Students gather with Elder-in-Residence for an afternoon of storytelling
By: Tessa Adamski
To honour the winter solstice, Elder-in-Residence Paul Guimond lifts his pipe to the spirit of the bear, wishing it a long winter’s rest and thanking it for the courage it’s given people to express their truth.
On Wednesday, Dec. 7, students at Red River College Polytechnic’s Exchange District Campus joined Guimond and musical performer Devin Slippert for a celebration of Aadizooke: Winter Solstice, which included a feast, storytelling, and a musical performance.
According to Guimond, the winter solstice is about self-reflection, breaking and healing negative cycles, and having the freedom to express what is in our minds and hearts through storytelling.
“We all have a story to tell and if we share that story, we educate each other and grow. Sometimes we don’t take enough time to reflect. We’re too busy being angry at what’s not there,” Guimond said.
Guimond said his mother had a beautiful way of storytelling and spreading kindness. She did not attend residential schools, unlike his father who experienced two years of trauma before he was able to run away.
For safety reasons, “a lot of the stories were meant to scare you into staying home all winter. My parents have passed away now, and I’ve never lost a year where I didn’t talk about them,” Guimond said.
Slippert, a first-year student in the Social Innovation and Community Development program, is a singer-songwriter and musician in the band witchy woods.
Slippert performed an hour-long set at the Aadizooke: Winter Solstice event. Slippert said music is a way to process things that are happening in their life and to celebrate coming together.
“It’s so nice to get to play for my peers and my classmates…I take every opportunity I can to perform. It’s my favourite part of being a musician,” Slippert said.

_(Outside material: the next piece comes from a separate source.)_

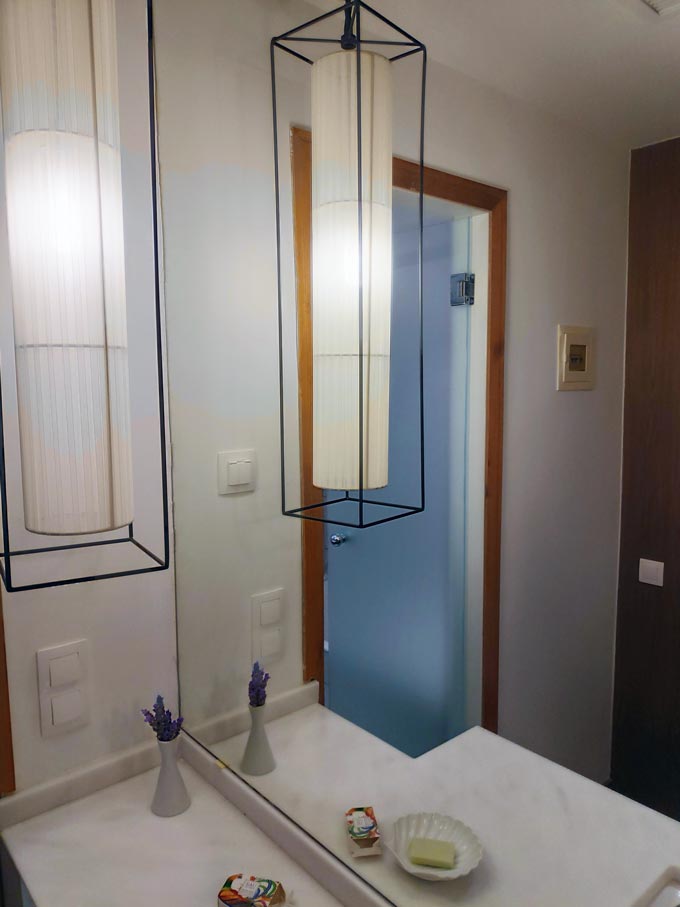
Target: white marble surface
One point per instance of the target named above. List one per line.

At the event, Guimond spoke of sitting around a fire during winter and listening to the grandmothers and kokums. He said they told stories of why geese fly in a V formation, why ducks waddle, and how the prairie chickens dance.
Guimond said it’s important for children to hear stories from their Indigenous culture and strengthen their connections with their families.
“There’s not a whole lot of us who can talk about our parents. Some people don’t even know what their parents look like. So how can we tell a story?” Guimond said.
Students can attend the upcoming Aadizooke: Winter Solstice event at 10 a.m. on Wednesday, Dec. 14 at the Notre Dame Campus in room F209.